Hack 55. Test for Duplication
Before you insert multiple entries into master tables in a busy data-entry environment, you'll need a custom validation process to avoid duplicated data.
Just because a database is deployed on the server doesn't mean the entire application must be in that server copy. A common approach is to put the data in the server database and distribute the forms to the local client computers, inside another Access file. This is a typical Access version of a client/server application.
Because the client installations are Access databases, using tables in the client databases opens up possibilities. One useful technique is to have new data entries go into local tables first, and later to bulk-insert them into the master table or tables on the server.

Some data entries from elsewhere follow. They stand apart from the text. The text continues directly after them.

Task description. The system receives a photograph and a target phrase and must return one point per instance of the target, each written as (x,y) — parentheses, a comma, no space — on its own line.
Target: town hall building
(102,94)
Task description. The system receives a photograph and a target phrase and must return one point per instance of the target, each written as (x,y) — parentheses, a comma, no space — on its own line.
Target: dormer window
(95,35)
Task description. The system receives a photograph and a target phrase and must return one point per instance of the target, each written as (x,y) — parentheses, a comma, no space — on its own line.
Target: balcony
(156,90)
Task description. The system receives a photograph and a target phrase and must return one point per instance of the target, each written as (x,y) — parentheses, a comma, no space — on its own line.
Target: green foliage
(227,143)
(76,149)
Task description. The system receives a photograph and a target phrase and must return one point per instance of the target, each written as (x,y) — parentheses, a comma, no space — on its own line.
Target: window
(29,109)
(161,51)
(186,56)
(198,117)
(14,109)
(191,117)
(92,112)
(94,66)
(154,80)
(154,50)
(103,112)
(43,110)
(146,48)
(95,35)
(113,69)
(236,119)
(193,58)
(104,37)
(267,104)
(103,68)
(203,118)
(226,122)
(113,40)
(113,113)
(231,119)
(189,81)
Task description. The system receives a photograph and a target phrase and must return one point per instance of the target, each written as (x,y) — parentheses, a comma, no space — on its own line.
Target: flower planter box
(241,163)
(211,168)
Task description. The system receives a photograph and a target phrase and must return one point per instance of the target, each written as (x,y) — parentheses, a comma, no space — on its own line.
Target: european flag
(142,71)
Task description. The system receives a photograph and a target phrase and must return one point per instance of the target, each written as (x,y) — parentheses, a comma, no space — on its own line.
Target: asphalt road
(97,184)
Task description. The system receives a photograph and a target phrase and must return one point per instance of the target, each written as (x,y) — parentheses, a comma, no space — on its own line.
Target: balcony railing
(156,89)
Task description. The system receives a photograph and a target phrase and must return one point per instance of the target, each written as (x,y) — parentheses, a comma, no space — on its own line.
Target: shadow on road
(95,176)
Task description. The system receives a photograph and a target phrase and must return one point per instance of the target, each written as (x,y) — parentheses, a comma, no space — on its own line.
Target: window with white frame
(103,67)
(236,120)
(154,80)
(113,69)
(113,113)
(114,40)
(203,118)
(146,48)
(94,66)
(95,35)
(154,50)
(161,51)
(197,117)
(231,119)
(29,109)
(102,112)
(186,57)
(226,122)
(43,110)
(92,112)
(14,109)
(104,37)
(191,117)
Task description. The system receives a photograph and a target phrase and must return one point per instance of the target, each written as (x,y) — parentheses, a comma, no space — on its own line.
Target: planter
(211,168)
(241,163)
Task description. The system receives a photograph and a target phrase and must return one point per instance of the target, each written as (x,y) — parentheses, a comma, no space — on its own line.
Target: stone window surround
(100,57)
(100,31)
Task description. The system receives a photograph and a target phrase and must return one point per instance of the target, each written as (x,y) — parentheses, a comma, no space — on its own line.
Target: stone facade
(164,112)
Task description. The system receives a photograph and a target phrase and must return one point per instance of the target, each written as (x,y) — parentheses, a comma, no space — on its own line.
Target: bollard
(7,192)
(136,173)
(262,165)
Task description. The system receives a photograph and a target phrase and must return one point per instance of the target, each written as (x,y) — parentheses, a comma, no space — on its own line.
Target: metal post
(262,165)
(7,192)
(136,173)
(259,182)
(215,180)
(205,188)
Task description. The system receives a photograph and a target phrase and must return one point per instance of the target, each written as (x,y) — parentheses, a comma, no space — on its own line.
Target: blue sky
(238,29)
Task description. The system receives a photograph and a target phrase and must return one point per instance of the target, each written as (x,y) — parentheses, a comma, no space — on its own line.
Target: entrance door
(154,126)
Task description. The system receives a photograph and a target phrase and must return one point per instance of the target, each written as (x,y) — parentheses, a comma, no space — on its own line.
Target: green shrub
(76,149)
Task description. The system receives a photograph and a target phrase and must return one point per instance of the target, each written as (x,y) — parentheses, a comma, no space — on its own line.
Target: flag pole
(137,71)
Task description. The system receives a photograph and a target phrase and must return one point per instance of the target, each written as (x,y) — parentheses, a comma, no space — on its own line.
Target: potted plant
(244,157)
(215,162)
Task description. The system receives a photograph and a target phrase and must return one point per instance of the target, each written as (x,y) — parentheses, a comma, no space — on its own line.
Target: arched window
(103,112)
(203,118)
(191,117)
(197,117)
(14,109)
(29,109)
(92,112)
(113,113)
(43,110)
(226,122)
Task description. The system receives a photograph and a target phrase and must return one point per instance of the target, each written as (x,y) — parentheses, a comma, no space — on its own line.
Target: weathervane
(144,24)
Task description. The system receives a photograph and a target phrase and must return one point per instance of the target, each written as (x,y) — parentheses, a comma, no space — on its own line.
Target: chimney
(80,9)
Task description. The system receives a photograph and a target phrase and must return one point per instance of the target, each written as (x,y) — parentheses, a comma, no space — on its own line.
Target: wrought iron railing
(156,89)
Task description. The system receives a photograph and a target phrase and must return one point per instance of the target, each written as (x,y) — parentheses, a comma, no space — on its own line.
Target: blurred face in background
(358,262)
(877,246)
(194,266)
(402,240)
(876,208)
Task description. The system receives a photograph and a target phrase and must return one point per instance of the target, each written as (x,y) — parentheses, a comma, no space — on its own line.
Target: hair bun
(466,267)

The heart of this technique is that entry operators have local tables that mirror the server tables. Their forms are bound to the local tables and all entry is done locally. At the end of the day, or at scheduled times throughout the day, a process runs that takes the data out of the local tables and moves it to the server tables.
Here is where the advantage lies. The insert process gathers the input from all the entry operators' client tables and tests for duplication before the actual insert into the server tables. Normally, such an interim validation would be overkill because data usually is validated upon entry. However, the point here isn't really to validate data in terms of correct content, but rather, to see if duplicate records were entered during input.
This is certainly a possibility in a busy customer service, sales, or telemarketing operation. For example, in an environment where phone calls come in, it is possible that Jane places an order for something and, an hour later, her husband Joe places an order for the same item. If different operators handled the husband and wife, no one would be the wiser that this is a duplicate order. Even the two created records might not be actual duplicates because the first name is different in each record. But if a custom-designed validation process is used, these two records can be flagged as duplicates because at least the address is the same in both records.
You also can test for near duplication on the server, so this begs the question: why bother with the separate table-entry approach? The answer is performance. If all entry goes straight to the server tables, and the custom duplication process runs on the larger tables, there could be some issues with speed.
Another issue to consider is how far back in time to look for duplicates. With the local approach, the test certainly is done at least at the end of the day, if not during scheduled times throughout the day, all for that day's processing. Involving older records in the server tables isn't necessary. An order placed twice in one day is probably a duplicate. An order that resembles one placed last week or last month is probably a repeat order.